Government's misuse of the Life Insurance Corporation of India

I have been reading about how Life Insurance Corporation (LIC) is dangerously close to its minimum reserves.

IRDAI approval to LIC to acquire a further stake in IDBI Bank was in clear violation of the Insurance Act, which does not allow any insurance company to acquire more than 15 per cent stake in another company. 

A pet format for politicians and senior government officials to steal from us :

  1. Prevail upon bankers to give loans to corporates who don’t intend paying that money back to the bank. Witness the 900 crores given to Mallya by IDBI Bank. The money given away is your and my deposits with the bank.
  2. When the bank cannot pay its depositors back when the depositors need their money, infuse capital into the banks from tax money taken from you and me. The Govt. put 10,000 crores into IDBI Bank a while ago.
  3. When the government feels short of money – simply raid into another depository of our savings – the LIC. Force them to put money into banks the politicians and senior Government officials caused to fail. LIC put  23000 crores in buying Government’s stake in a seriously loss making bank and is being asked to shell out another 10,000 crores as IDBI isn’t on its feet still.
Just six months after the Govt. forced LIC to pay it 21000 crores to pick up its stake in failing IDBI bank, the bank has requested LIC for a further 10,000 crores to make up for the money it gifted away to scammer corporates. Yet the same bank lost 4000 crores in just one quarter ending Dec 2018.

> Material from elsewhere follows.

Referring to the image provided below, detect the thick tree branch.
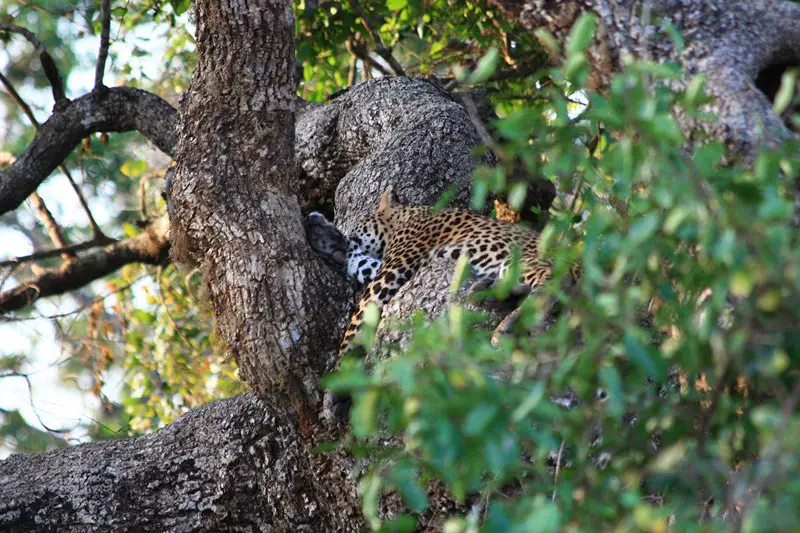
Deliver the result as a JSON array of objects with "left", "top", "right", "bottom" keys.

BJP leader Yashwant Sinha's comment after the ONGC stake sales, "This is daylight robbery," might look more reasonable to some. 

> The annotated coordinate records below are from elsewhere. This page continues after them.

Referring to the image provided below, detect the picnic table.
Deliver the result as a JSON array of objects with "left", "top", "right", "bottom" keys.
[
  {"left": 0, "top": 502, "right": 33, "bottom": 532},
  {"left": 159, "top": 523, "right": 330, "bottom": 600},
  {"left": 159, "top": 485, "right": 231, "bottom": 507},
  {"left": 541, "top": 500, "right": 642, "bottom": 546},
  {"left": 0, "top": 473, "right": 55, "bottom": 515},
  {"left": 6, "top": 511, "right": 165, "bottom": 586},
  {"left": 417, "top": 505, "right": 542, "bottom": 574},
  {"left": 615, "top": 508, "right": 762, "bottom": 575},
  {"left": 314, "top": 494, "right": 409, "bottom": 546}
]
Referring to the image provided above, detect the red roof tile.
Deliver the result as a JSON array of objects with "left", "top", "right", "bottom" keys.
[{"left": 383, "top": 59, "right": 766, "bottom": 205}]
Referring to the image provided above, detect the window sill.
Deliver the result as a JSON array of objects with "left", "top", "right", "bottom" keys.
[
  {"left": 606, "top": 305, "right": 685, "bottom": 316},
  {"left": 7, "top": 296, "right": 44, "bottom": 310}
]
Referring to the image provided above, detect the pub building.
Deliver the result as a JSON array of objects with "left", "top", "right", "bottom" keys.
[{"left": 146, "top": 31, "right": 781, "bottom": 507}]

LIC has the insurance money of nearly 20 % Indians.

LIC holds 25 % stake in Infrastructure Leasing and Financial Services (IL&FS). The heavily debt laden IL&FS has been on a loan defaulting spree

Over the years, LIC has become the rescuer of anything that goes wrong in the world of financeThe money that LIC has, is the premium paid by its policyholders. Hence, unlike taxes paid by the taxpayers, this money does not belong to the government. It belongs to the policyholders of LIC.

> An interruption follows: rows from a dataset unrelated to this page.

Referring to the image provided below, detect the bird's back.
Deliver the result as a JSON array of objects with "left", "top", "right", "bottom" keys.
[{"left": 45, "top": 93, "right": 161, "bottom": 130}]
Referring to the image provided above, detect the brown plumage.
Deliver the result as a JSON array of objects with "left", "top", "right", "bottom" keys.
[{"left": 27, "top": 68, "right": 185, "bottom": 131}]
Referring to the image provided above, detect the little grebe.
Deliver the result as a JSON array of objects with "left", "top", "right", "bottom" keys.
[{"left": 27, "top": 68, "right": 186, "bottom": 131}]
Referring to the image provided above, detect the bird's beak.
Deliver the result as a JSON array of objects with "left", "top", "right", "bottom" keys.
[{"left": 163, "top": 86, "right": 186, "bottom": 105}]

It is worth remembering that LIC is not an asset reconstruction company or a distressed assets management fund or a vulture fund, which buys troubled assets cheaply and then tries to revive and sell them. It doesn't have any expertise in managing and running financial institutions, which are in trouble.

LIC has investments in 20 public sector banks, along with owning IDBI Bank. Given the mess in public sector banks, LIC already has a huge risk built into its investment portfolio.